Dive Brief:
- The Port of Long Beach saw its May container volume slide 19.5% compared to last year. The Northwest Seaport Alliance's container volume was down 5.7%.
- The Port of Los Angeles and Port of Oakland saw gains in year-over-year volume at 5.5% and 4.2%, respectively. Combined May volumes at the Los Angeles, Long Beach, Northwest Sea Alliance and Port of sank 5.3%.
- Shipping rates between China and East Asia are 11.6% higher than they were this time a year ago, according to Freightos data.
Dive Insight:
Tariffs have led shippers to stock up on their inventory over the last few months. With warehouses now full of goods, ocean carriers are seeing a decline in demand, Long Beach Executive Director Mario Cordero said in a press release. In turn, lower ocean freight demand led to slumping overall volumes at West Coast ports.
Overall, the container volume at the nation's ports is estimated to have been up 3% in May, according to the NRF Global Port Tracker. NRF expects retailers will continue to import and stockpile goods to avoid the potential price increases that can follow tariffs.
"Retailers will continue to do everything they possibly can to mitigate the impact of tariffs on consumers, but if we see further escalation in the trade war, it will be much more difficult to avoid higher price tags on a wide range of products," NRF Vice President for Supply Chain and Customs Policy Jonathan Gold said in a statement.
Freightos CMO Eyta Buchman called the tariffs a "looming shadow" over the otherwise stable ocean shipping rates.
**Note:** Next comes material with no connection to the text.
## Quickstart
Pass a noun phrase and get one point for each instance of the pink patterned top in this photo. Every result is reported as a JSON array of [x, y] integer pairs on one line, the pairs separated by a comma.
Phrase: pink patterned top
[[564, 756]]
"Leading into seven days of public tariffs discussions, US Secretary of Commerce Wilbur Ross said the administration would be 'perfectly happy' to apply tariffs on remaining untaxed Chinese imports," Buchman said in a press release emailed to Supply Chain Dive. "Given that this represents 50% of the value of all Chinese imports, importers are likely less than perfectly happy."